Oxana Selivanova scite author profile

The purpose of this prospective study was to test whether intratympanic application of dexamethasone/hyaluronic acid improves hearing outcome in patients with pantonal idiopathic sudden sensorineural hearing loss (ISSHL), in patients with sudden deafness or sudden profound SHL and in patients with predominant high-frequency ISSHL who are refractory to intravenous steroid and vasoactive therapy. The study took place in an academic tertiary referral hospital involving 21 patients with pantonal ISSHL, 10 patients with sudden deafness or sudden profound SHL and 9 patients with a high-frequency ISSHL. Intratympanic dexamethasone/hyaluronic acid was administered in the affected ear. Hearing was evaluated by means of standard pure-tone audiometry. The differences between pure-tone hearing thresholds by air conduction before intravenous therapy and before the beginning of the intratympanic therapy, as well as before and after intratympanic therapy, were calculated. Statistical analysis was performed by means of the Wilcoxon's test for paired samples.
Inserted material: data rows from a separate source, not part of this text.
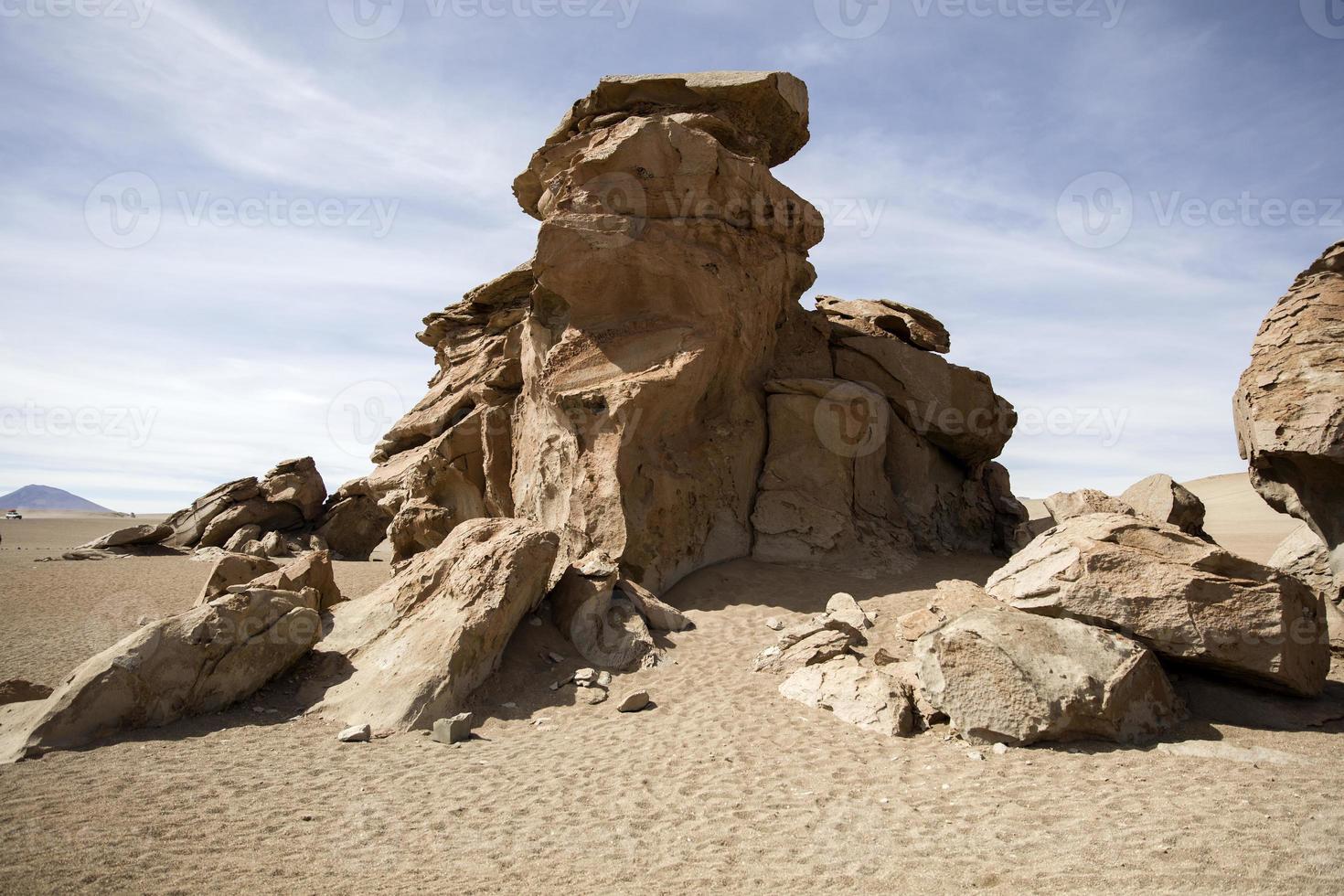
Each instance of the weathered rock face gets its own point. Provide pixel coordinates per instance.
(1184, 598)
(649, 389)
(309, 571)
(1303, 555)
(664, 262)
(1160, 497)
(883, 317)
(231, 570)
(818, 640)
(413, 650)
(1289, 407)
(197, 663)
(1066, 506)
(869, 699)
(1011, 677)
(288, 498)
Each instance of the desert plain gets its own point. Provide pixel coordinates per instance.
(722, 786)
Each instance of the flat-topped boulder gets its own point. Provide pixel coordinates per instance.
(766, 112)
(1180, 595)
(1009, 677)
(883, 317)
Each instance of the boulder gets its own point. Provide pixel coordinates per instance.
(299, 484)
(288, 497)
(453, 731)
(240, 539)
(1160, 497)
(649, 389)
(884, 317)
(197, 663)
(844, 609)
(231, 570)
(818, 640)
(357, 735)
(1304, 557)
(1066, 506)
(352, 527)
(1184, 598)
(309, 571)
(606, 630)
(132, 538)
(274, 546)
(411, 652)
(869, 699)
(660, 617)
(1017, 678)
(953, 600)
(1289, 418)
(22, 690)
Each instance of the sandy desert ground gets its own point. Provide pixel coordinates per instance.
(725, 786)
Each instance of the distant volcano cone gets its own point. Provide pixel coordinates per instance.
(43, 497)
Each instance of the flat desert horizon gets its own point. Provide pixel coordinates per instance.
(725, 786)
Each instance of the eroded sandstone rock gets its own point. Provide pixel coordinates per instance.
(1184, 598)
(411, 652)
(1289, 411)
(1066, 506)
(231, 570)
(867, 699)
(1017, 678)
(1303, 555)
(195, 663)
(883, 317)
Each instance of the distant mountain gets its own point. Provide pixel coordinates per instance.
(43, 497)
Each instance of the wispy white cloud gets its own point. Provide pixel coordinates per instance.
(941, 148)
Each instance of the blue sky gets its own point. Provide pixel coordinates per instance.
(294, 187)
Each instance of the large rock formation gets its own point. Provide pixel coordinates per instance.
(648, 386)
(1011, 677)
(1303, 555)
(411, 652)
(1290, 404)
(195, 663)
(286, 498)
(1184, 598)
(643, 398)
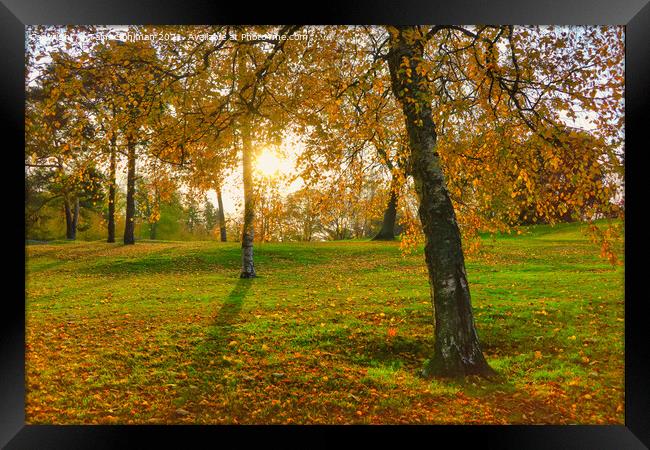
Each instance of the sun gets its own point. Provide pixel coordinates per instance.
(269, 164)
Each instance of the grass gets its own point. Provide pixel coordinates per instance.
(166, 332)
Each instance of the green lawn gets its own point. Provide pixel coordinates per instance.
(166, 332)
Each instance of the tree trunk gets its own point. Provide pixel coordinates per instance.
(129, 226)
(221, 215)
(387, 232)
(248, 268)
(152, 230)
(71, 218)
(457, 351)
(111, 193)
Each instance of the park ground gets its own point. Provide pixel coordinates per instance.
(335, 332)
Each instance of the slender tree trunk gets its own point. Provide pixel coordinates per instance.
(221, 216)
(129, 226)
(111, 193)
(71, 218)
(387, 232)
(248, 268)
(456, 350)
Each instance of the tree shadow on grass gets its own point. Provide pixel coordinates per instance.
(211, 358)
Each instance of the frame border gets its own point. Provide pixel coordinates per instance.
(635, 14)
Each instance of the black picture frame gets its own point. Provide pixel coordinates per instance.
(15, 14)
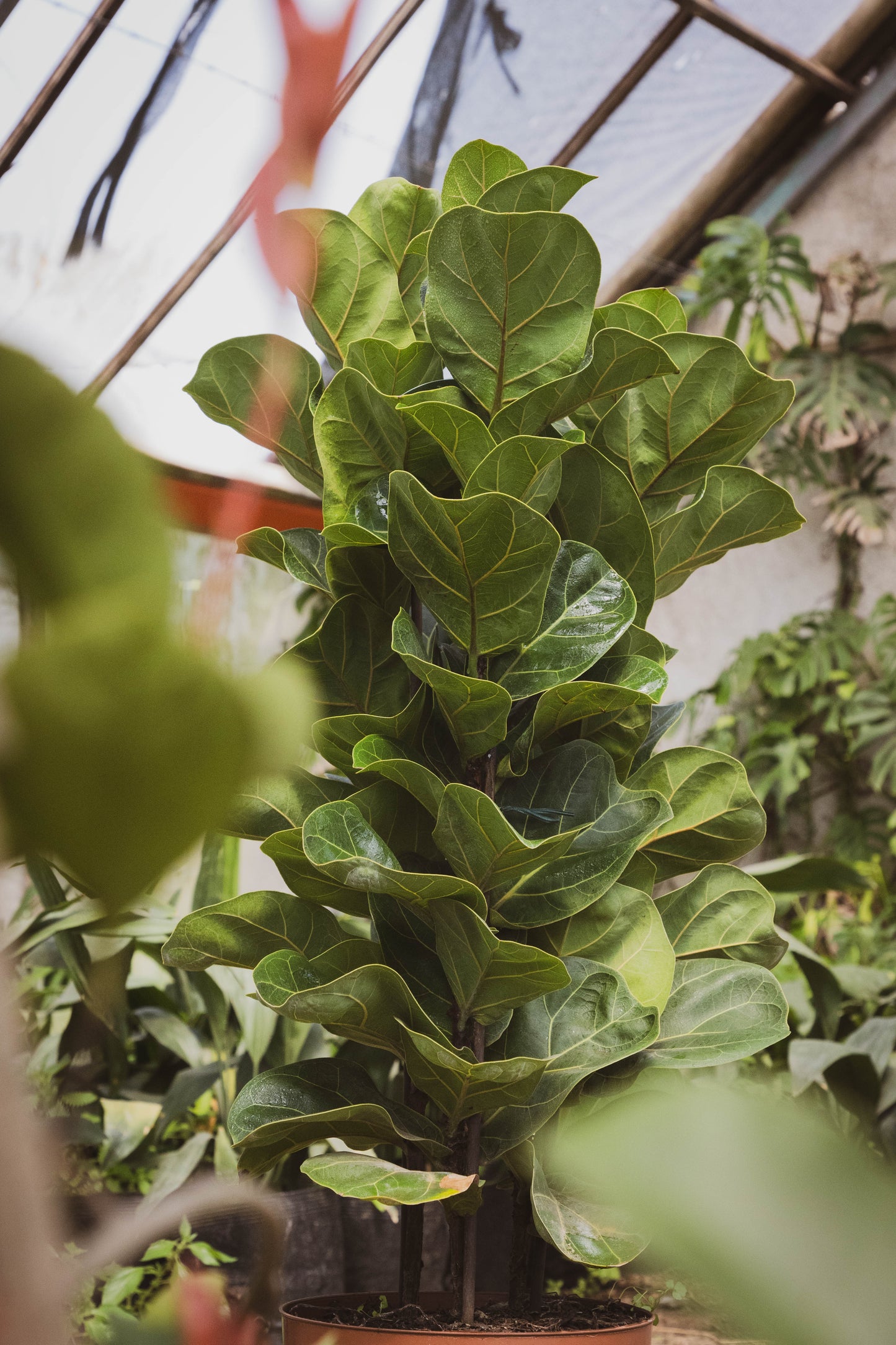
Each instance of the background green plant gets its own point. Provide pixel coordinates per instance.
(502, 470)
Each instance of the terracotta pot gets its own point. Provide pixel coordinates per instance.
(305, 1324)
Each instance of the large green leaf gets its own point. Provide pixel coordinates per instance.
(481, 565)
(365, 1005)
(242, 931)
(476, 167)
(723, 911)
(719, 1011)
(461, 1086)
(548, 187)
(510, 299)
(735, 507)
(347, 288)
(275, 805)
(574, 786)
(342, 845)
(624, 931)
(597, 505)
(300, 552)
(288, 1109)
(715, 814)
(617, 361)
(394, 369)
(459, 434)
(474, 709)
(393, 213)
(365, 1177)
(668, 432)
(588, 1026)
(488, 975)
(239, 380)
(587, 607)
(352, 661)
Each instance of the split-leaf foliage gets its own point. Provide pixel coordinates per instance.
(510, 478)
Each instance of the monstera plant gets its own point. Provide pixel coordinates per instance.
(510, 479)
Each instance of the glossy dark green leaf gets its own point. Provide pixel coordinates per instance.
(239, 380)
(715, 814)
(586, 610)
(463, 1087)
(624, 931)
(536, 189)
(489, 975)
(383, 756)
(300, 552)
(288, 1109)
(340, 844)
(668, 432)
(476, 167)
(366, 1177)
(394, 369)
(586, 1027)
(474, 709)
(242, 931)
(735, 507)
(719, 1011)
(723, 911)
(352, 661)
(618, 359)
(481, 565)
(365, 1005)
(492, 282)
(347, 288)
(597, 505)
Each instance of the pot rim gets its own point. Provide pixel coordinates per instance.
(482, 1297)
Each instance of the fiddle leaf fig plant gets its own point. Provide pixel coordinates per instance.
(510, 478)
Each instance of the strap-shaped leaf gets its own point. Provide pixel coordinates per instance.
(474, 709)
(735, 507)
(365, 1005)
(383, 756)
(598, 505)
(668, 432)
(335, 738)
(242, 931)
(300, 552)
(481, 565)
(340, 844)
(548, 187)
(586, 610)
(360, 437)
(719, 1011)
(393, 213)
(510, 299)
(234, 385)
(288, 1109)
(489, 975)
(723, 911)
(618, 359)
(624, 931)
(275, 805)
(461, 1086)
(476, 167)
(566, 789)
(352, 661)
(524, 467)
(588, 1026)
(459, 434)
(348, 287)
(365, 1177)
(300, 875)
(715, 814)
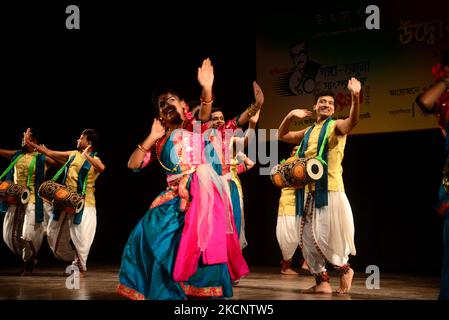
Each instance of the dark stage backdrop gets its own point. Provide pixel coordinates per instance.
(102, 77)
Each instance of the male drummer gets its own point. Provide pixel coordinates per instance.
(327, 226)
(24, 225)
(66, 229)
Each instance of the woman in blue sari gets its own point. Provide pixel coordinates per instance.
(191, 213)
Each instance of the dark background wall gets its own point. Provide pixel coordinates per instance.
(102, 77)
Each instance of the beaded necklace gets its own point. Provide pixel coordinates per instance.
(160, 161)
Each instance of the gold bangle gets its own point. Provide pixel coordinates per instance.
(446, 82)
(142, 149)
(252, 110)
(207, 102)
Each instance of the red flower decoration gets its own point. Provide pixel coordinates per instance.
(438, 72)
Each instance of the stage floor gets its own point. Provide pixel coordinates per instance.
(49, 283)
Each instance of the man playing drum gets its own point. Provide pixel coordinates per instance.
(84, 168)
(25, 224)
(327, 226)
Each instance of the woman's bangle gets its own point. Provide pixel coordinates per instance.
(446, 82)
(142, 148)
(252, 110)
(203, 101)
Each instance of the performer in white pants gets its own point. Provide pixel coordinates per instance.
(287, 228)
(71, 235)
(327, 226)
(25, 224)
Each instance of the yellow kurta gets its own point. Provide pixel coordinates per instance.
(335, 156)
(72, 177)
(21, 173)
(287, 202)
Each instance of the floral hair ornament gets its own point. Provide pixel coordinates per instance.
(187, 112)
(438, 72)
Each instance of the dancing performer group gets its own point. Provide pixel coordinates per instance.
(70, 231)
(189, 243)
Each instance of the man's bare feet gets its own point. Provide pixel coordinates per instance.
(346, 281)
(286, 267)
(288, 271)
(323, 287)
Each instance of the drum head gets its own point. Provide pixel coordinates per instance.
(314, 169)
(79, 206)
(276, 177)
(25, 196)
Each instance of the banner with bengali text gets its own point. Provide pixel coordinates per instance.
(301, 53)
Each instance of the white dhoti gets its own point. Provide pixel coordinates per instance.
(70, 241)
(287, 234)
(328, 233)
(21, 232)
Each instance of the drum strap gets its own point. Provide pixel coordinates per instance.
(321, 186)
(83, 176)
(10, 171)
(8, 175)
(37, 165)
(81, 183)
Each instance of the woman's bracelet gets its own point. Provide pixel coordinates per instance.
(142, 148)
(252, 110)
(446, 82)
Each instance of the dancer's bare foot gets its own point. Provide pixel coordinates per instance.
(286, 267)
(346, 281)
(323, 287)
(288, 271)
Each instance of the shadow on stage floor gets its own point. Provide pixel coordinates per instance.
(263, 283)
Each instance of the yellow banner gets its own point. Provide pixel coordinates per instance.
(300, 54)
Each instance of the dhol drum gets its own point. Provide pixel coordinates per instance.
(12, 193)
(61, 197)
(297, 172)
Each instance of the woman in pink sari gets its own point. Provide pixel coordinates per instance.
(186, 244)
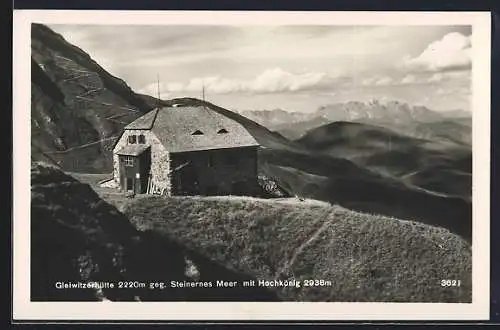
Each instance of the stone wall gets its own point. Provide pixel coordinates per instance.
(217, 172)
(160, 159)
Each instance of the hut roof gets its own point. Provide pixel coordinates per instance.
(182, 129)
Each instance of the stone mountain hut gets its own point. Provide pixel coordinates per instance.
(185, 151)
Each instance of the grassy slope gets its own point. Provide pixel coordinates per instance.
(377, 148)
(367, 258)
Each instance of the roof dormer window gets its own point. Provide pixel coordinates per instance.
(197, 132)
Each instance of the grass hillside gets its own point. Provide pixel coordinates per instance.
(76, 236)
(365, 257)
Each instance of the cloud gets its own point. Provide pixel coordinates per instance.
(275, 80)
(452, 52)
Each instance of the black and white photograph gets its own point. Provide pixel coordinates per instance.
(192, 159)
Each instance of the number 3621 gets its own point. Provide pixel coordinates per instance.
(447, 283)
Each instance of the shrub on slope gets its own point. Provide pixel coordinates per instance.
(366, 258)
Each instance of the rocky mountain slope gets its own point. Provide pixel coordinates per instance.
(78, 109)
(417, 121)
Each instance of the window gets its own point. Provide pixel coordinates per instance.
(128, 161)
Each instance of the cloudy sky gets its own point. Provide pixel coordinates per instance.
(296, 68)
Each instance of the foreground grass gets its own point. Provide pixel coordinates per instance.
(365, 257)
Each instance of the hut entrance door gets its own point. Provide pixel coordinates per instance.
(130, 184)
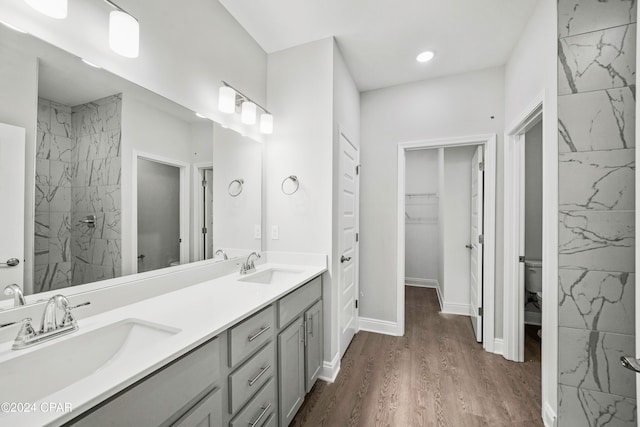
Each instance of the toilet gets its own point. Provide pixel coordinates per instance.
(533, 279)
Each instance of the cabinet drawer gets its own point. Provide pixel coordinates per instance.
(246, 337)
(206, 413)
(248, 379)
(162, 397)
(293, 304)
(259, 408)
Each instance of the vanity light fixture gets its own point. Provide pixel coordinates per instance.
(425, 56)
(53, 8)
(124, 32)
(231, 100)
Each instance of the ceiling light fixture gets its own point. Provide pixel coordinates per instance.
(124, 32)
(248, 113)
(425, 56)
(230, 99)
(53, 8)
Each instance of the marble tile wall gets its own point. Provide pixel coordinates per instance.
(77, 174)
(596, 283)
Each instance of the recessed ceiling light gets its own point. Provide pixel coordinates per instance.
(89, 63)
(13, 27)
(425, 56)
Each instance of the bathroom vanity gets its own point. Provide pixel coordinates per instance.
(237, 350)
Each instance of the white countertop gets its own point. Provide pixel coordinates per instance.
(200, 311)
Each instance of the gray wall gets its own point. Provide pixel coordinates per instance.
(596, 112)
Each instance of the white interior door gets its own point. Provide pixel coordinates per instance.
(477, 205)
(348, 245)
(12, 164)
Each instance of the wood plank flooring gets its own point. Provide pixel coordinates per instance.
(435, 375)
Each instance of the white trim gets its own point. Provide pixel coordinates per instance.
(421, 283)
(497, 345)
(490, 143)
(184, 204)
(196, 214)
(548, 416)
(330, 370)
(457, 309)
(379, 326)
(513, 300)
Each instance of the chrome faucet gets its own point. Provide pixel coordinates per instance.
(248, 266)
(50, 326)
(16, 291)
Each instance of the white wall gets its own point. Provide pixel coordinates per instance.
(451, 106)
(18, 107)
(184, 51)
(457, 228)
(300, 92)
(421, 237)
(234, 218)
(533, 193)
(530, 72)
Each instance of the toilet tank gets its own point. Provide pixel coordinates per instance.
(533, 275)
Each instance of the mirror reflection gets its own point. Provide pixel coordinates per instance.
(122, 180)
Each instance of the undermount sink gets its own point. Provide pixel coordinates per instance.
(271, 275)
(36, 374)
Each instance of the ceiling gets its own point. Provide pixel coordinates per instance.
(380, 39)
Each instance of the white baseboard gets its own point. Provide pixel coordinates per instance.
(421, 283)
(330, 369)
(459, 309)
(497, 346)
(548, 416)
(378, 326)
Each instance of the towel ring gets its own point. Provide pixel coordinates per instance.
(295, 181)
(233, 193)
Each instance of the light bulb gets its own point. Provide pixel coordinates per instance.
(248, 115)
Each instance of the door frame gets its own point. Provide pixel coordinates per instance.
(356, 251)
(184, 204)
(196, 214)
(549, 375)
(489, 141)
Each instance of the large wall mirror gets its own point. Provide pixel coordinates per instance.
(122, 180)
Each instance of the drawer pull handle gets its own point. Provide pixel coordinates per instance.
(260, 332)
(257, 377)
(264, 411)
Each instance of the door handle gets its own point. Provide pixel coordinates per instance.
(630, 363)
(11, 262)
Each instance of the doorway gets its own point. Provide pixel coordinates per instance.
(161, 210)
(483, 307)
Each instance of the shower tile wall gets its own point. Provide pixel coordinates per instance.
(77, 174)
(96, 190)
(596, 112)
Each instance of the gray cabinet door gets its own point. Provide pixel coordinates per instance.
(313, 351)
(206, 413)
(291, 370)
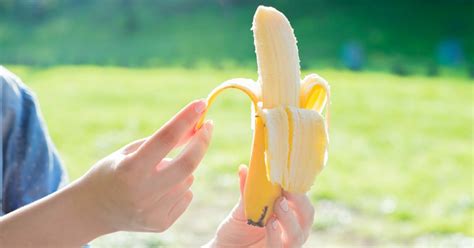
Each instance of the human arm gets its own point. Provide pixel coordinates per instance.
(134, 189)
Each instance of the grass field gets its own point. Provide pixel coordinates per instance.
(401, 152)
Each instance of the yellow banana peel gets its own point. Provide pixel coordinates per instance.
(290, 138)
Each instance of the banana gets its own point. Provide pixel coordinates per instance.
(290, 137)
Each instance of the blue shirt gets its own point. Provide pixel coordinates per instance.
(30, 167)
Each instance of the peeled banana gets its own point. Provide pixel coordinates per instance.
(290, 138)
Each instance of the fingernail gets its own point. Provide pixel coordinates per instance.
(284, 205)
(274, 225)
(208, 126)
(200, 107)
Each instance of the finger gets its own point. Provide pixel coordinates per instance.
(169, 199)
(154, 149)
(132, 147)
(273, 231)
(303, 208)
(292, 233)
(187, 161)
(179, 208)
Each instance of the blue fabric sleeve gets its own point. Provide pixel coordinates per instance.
(31, 168)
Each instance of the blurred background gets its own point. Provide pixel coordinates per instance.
(401, 72)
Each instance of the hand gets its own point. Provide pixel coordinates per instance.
(137, 188)
(290, 227)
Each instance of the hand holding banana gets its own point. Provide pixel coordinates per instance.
(290, 137)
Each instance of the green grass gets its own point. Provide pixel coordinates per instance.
(401, 151)
(190, 33)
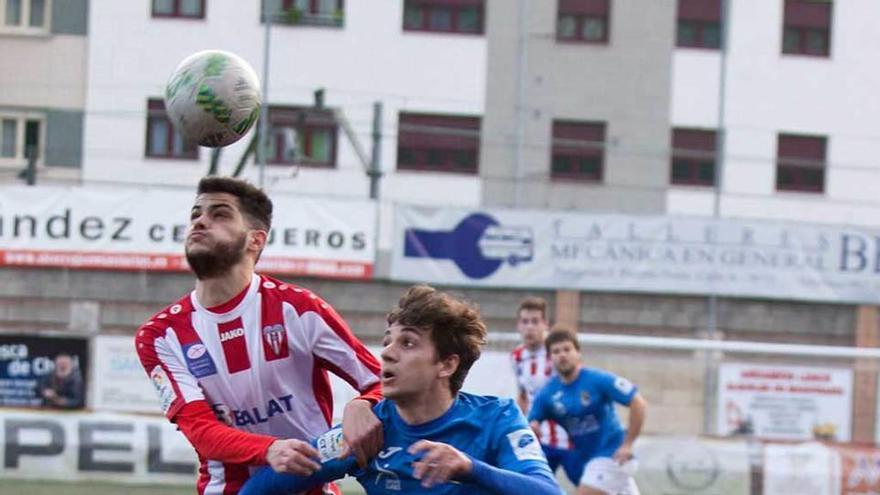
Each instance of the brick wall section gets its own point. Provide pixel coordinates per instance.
(865, 376)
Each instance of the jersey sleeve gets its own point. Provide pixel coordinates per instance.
(173, 382)
(514, 368)
(519, 466)
(266, 481)
(618, 388)
(337, 349)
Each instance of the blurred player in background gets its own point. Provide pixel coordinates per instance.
(63, 388)
(533, 369)
(582, 400)
(437, 439)
(252, 351)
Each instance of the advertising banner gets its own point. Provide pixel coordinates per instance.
(83, 446)
(120, 382)
(785, 402)
(800, 469)
(43, 371)
(144, 229)
(861, 469)
(682, 255)
(686, 465)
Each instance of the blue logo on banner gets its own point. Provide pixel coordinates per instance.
(198, 360)
(478, 245)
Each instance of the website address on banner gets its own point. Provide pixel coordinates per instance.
(158, 262)
(79, 259)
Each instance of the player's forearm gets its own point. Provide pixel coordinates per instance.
(535, 481)
(217, 441)
(267, 482)
(637, 409)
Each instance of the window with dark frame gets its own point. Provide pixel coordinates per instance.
(693, 157)
(440, 143)
(445, 16)
(302, 136)
(578, 150)
(187, 9)
(163, 140)
(806, 27)
(800, 163)
(322, 13)
(583, 21)
(699, 24)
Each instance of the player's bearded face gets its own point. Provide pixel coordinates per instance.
(565, 357)
(218, 258)
(532, 327)
(410, 367)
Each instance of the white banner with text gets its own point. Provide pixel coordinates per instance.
(144, 229)
(681, 255)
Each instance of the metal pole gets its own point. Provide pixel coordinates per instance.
(263, 138)
(710, 389)
(521, 100)
(375, 166)
(31, 170)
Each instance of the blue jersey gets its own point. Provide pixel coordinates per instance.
(585, 408)
(491, 431)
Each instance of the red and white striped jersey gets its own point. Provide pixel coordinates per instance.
(260, 361)
(532, 370)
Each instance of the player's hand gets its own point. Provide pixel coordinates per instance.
(536, 427)
(362, 431)
(293, 456)
(623, 454)
(439, 463)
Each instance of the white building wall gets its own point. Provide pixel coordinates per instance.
(768, 93)
(371, 58)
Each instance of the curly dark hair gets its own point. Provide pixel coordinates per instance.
(454, 325)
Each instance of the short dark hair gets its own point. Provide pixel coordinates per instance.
(560, 334)
(533, 303)
(455, 326)
(254, 204)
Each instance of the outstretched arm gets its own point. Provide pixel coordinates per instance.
(326, 448)
(637, 408)
(442, 462)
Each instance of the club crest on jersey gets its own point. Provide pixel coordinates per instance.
(275, 342)
(198, 360)
(525, 446)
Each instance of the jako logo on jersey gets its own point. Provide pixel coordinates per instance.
(231, 334)
(478, 245)
(234, 342)
(275, 342)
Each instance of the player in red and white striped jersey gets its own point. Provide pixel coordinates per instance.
(253, 352)
(533, 368)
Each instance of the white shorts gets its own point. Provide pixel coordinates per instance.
(606, 475)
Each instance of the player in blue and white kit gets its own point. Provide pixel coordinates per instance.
(582, 401)
(437, 439)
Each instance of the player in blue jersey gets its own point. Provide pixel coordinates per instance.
(437, 439)
(582, 400)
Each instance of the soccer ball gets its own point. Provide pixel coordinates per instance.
(213, 98)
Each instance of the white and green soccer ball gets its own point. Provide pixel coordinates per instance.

Intratympanic injection of dexamethasone/hyaluronic acid results in a significant global (pantonal) improvement in hearing in patients with pantonal ISSHL. It also effects improvement in hearing at selected frequencies (namely at 1.5 and 3 kHz) in patients with a predominant high-frequency ISSHL and at selected frequencies (namely at 0.5, 0.75 and 1 kHz) in patients with sudden deafness or sudden profound SHL. Neither systemic nor local side effects were observed. Intratympanic administration of dexamethasone/hyaluronic acid provides a safe and efficacious therapeutic option for the treatment of patients with pantonal and high-frequency ISSHL who don't respond to intravenous steroid and vasoactive therapy.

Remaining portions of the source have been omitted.